Alternatively, this is one activity that is worth the splurge at least once in your life to see these majestic animals up close. Avoid the party boats, unless that interests you. Whale watching boats will take you out near the whales for about $100 per person. Kohala Divers out of Kawaihae has a good reputation. 

GREEN FLASH: As the sun dips below the horizon, the famous green flash can be seen  on a day with the right conditions. I was staying at the Waikoloa Marriott with my daughter and granddaughter, Lily. Lily was about 12 and I had told her about the green flash. The day had been exceptionally free of clouds. We sat on our balcony and watched the sun dip down until WOW! There it was! So, I spoiled her into thinking it was a common occurrence. The truth is, I’ve talked to lots of people who live on Hawaii that have never seen it. In our 20+ trips, I’ve only seen it twice. The other time was on a boat for a sunset cruise. The practice of stopping at sunset and enjoying the moment is worth the challenge, green flash or not.

A DAY TRIP NORTH: If you’ve made your way up the Kohala Coast from Kona, the small town of Hawi has a 3 block long main street with local artists and wares, great macadamia ice cream and a good restaurant, The Bamboo, with live music many days. 

A few miles beyond Hawi is Kapaʻau. there is a 9 foot tall statue and museum commemorating the birthplace of King Kamehameha the Great. A few more blocks of fun shops with locally made jewelry, clothes and paintings. 

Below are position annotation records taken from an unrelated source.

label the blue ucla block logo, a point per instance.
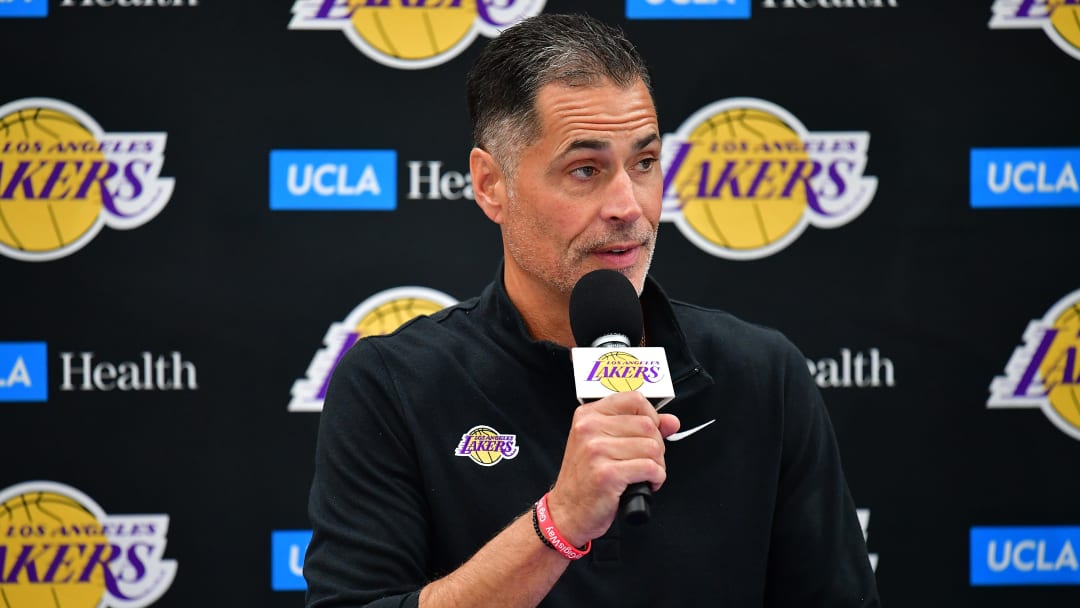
(688, 9)
(287, 549)
(1033, 555)
(24, 372)
(24, 9)
(333, 179)
(1025, 177)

BEACHES: And then there are beaches! This may be why you came. You’ll find, white, green and black sand beaches on the Big Island. 

Lava and Blue Pacific Ocean

WHITE: Hapuna Beach is big and beautiful with lots of white sand. Right off the highway, you don’t have to hike to it. A $5 parking fee is all you need. There is a restaurant right there with great fish tacos. We usually take a picnic from our Costco run. Bring (or rent) a beach chair and spend the day sunning and enjoying the surf.

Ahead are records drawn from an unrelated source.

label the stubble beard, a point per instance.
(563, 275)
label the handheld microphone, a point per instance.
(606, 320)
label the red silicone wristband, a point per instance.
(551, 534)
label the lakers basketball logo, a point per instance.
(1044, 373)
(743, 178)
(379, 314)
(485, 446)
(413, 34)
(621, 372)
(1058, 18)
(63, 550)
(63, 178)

BLACK: Up the Kohala Coast past Hawi is a two and half mile hike down to a black sand beach called the Pololu Valley hike .

GREEN: Papakōlea Green Sand Beach is right past South Point, the most southern point in the US.  This is a green sand beach populated with giant turtles that is a 2.5 mile of a hike and then a climb down cliffs. 

HIKING: If you like to hike, you’ll find trails from easy to difficulty.

FARMER’S MARKETS: There are farmer’s markets almost every day. They are good place to get fruit for your stay. Most offer local crafts, honey, and coffee. A very large one is in Hilo on Saturdays and Wednesdays with over 100 vendors. Not limited to food and coffee, this market has lots of crafts, jewelry, and local clothes at the best prices. The budget tip is to get your souvenirs here instead of at the pricer tourist shops. Long strands of pearls can be had for $20. Earrings to match for $5. Island printed wraps for $10 or $12

A DAY TRIP TO HILO OR AROUND THE BIG ISLAND: This will take about 4-5 hours driving, depending on which route you take and then additional time for the stops along the way. Do this on a Wednesday or a Saturday so you can take advantage of the Hilo Farmer’s Market. 

KILAUEA VOLCANO: The most active volcano in the world is here. For over 30 years, it’s been venting an erupting. Right now after violent eruptions in 2018 that displaced over 600 families, the volcano is quiet. Check out the latest government updates before you go. A visit to the Hawai‘i Volcanoes National Park is worth the time away from the beach.

Plan Your trip Now!

If Hawaii is on your bucket list, you can afford it! Plan it and do it. Maybe we will meet on the beach some afternoon waiting to see the Green Flash!